The crystal structure of 3C Protease has been extensively studied, providing valuable insights into its function and potential as a drug target. The active site of the enzyme contains a cysteine-histidine-aspartate catalytic triad, which is essential for its proteolytic activity. This triad is highly conserved among coronaviruses, making 3C Protease a promising target for broad-spectrum antiviral drugs.

Activity of 3C Protease

3C Protease is responsible for the cleavage of the polyprotein of coronaviruses into functional proteins, including the replicase polyprotein, structural proteins, and non-structural proteins. This process is crucial for the replication of the virus and its ability to cause disease. Inhibition of 3C Protease activity can prevent viral replication and potentially stop the spread of infection.

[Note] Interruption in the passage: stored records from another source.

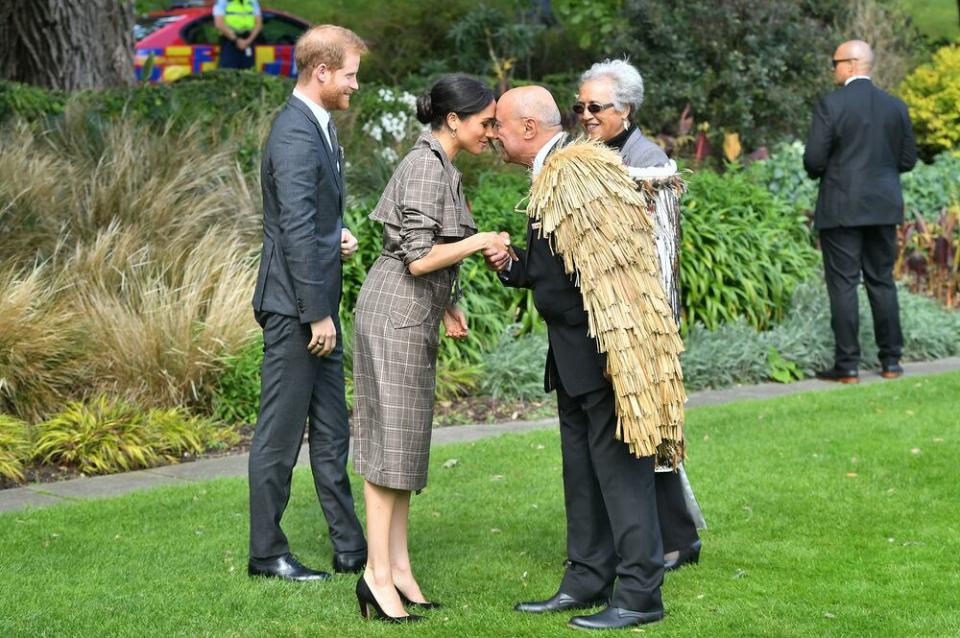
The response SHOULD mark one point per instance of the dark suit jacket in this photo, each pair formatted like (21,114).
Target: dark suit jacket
(860,141)
(303,197)
(572,353)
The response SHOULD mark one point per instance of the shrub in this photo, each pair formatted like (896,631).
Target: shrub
(927,189)
(42,344)
(515,366)
(737,353)
(932,92)
(14,448)
(742,253)
(754,68)
(102,437)
(930,188)
(110,435)
(236,398)
(149,253)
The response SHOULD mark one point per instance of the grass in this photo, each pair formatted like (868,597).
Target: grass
(834,514)
(935,18)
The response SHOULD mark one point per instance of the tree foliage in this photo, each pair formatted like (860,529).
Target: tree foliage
(751,67)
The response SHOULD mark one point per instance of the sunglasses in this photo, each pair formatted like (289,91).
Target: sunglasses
(593,107)
(835,62)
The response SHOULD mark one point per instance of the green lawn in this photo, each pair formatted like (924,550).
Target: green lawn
(831,514)
(935,18)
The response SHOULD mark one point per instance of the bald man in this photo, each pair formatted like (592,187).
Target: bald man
(614,548)
(860,141)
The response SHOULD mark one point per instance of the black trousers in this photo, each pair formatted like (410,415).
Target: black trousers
(872,251)
(677,527)
(297,387)
(612,529)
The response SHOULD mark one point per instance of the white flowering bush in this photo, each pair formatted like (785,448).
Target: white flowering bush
(386,116)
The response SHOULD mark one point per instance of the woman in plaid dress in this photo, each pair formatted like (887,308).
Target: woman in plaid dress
(427,232)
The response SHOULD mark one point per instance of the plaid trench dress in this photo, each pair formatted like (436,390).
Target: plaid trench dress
(397,319)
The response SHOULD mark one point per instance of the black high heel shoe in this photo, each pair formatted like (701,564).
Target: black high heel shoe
(365,599)
(409,603)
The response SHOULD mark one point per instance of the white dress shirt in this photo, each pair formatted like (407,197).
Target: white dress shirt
(322,115)
(542,155)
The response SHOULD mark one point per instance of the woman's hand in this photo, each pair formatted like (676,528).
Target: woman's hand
(455,323)
(497,251)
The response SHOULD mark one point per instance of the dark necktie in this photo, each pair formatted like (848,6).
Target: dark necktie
(334,143)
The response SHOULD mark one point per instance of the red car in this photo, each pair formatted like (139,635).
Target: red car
(183,41)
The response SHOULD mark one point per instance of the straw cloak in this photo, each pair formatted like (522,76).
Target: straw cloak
(585,203)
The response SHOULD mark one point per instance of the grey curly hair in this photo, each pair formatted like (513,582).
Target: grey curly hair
(627,82)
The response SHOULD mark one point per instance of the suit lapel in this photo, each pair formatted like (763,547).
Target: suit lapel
(325,148)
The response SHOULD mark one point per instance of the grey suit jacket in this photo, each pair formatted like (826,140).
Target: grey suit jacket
(303,199)
(641,152)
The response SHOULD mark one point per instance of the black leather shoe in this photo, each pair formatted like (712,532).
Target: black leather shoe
(557,602)
(349,563)
(285,567)
(689,555)
(615,618)
(891,370)
(839,375)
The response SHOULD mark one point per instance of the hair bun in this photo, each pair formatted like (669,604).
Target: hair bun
(424,109)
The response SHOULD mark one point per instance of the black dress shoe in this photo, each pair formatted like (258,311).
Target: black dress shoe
(615,618)
(557,602)
(891,370)
(349,563)
(839,375)
(285,567)
(689,555)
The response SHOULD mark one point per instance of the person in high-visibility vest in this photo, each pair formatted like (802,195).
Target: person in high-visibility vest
(239,22)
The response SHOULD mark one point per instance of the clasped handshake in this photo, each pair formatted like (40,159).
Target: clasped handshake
(497,252)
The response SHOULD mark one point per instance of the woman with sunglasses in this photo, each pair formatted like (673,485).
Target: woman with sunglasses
(610,92)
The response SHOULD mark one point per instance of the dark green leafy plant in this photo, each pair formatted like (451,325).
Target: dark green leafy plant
(743,252)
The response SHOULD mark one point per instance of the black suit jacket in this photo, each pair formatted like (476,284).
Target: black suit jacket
(572,354)
(860,141)
(303,198)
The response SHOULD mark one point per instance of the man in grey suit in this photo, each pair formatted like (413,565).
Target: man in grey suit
(860,140)
(296,302)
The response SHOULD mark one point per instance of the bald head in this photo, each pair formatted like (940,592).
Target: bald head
(528,117)
(854,57)
(531,102)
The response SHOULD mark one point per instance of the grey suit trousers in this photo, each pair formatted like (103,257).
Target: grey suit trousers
(298,388)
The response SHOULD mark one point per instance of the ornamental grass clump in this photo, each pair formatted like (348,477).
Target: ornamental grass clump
(14,448)
(42,344)
(109,435)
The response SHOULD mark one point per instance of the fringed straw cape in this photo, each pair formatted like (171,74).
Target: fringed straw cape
(594,216)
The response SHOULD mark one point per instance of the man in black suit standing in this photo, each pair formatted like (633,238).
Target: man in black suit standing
(296,302)
(614,548)
(860,141)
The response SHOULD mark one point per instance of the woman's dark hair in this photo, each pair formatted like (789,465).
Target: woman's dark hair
(458,93)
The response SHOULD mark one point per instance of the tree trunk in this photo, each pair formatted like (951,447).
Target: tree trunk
(67,44)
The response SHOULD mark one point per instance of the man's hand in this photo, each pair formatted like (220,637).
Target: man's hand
(499,255)
(348,245)
(323,337)
(455,323)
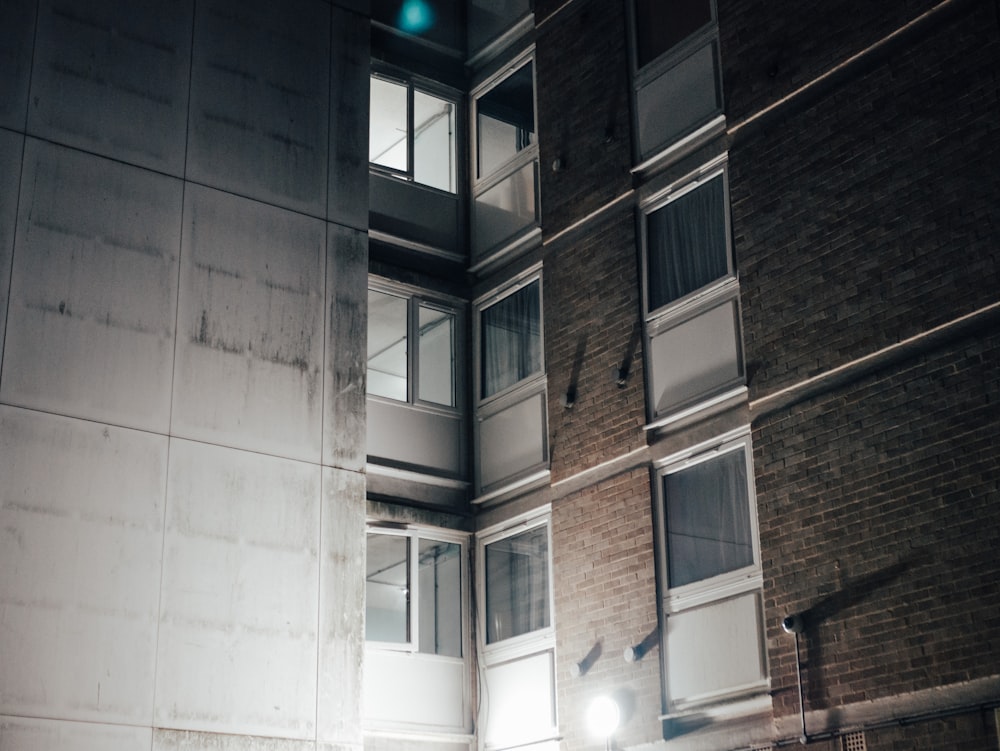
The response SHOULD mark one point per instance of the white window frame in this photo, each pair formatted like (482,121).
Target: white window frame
(716,589)
(721,291)
(415,298)
(438,91)
(414,534)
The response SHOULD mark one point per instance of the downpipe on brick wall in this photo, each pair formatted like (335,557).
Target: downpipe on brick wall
(794,624)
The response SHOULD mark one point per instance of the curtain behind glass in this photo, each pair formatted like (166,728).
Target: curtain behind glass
(517,585)
(687,244)
(511,338)
(708,519)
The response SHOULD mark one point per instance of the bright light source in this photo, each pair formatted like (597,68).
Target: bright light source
(416,16)
(603,716)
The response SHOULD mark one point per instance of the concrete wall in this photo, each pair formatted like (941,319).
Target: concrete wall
(182,384)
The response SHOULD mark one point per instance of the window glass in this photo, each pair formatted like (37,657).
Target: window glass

3C Protease has a preference for cleaving peptide bonds after glutamine residues, leading to the production of specific cleavage products. This unique specificity allows for the identification of 3C Protease activity in cell lysates and the development of assays for drug screening.

Applications of 3C Protease

Recombinant Protein Production

3C Protease is widely used in the production of recombinant proteins. It is commonly used as a fusion tag for the purification of target proteins, as it can be easily removed by treatment with reducing agents. The high specificity of 3C Protease for glutamine residues also allows for the generation of recombinant proteins with defined N- or C-termini, which is essential for functional studies.

Furthermore, the use of 3C Protease as a fusion tag allows for the production of large quantities of recombinant proteins in a relatively short period. This has significant implications for the development of therapeutics and vaccines, where large amounts of proteins are required for pre-clinical and clinical studies.

Antigen for Diagnostic Tests

3C Protease has also been used as an antigen in diagnostic tests for coronaviruses. The high specificity and conservation of 3C Protease among coronaviruses make it an ideal target for the development of serological assays. Antibodies against 3C Protease can be used to detect the presence of coronaviruses in patient samples, providing a rapid and sensitive diagnostic tool.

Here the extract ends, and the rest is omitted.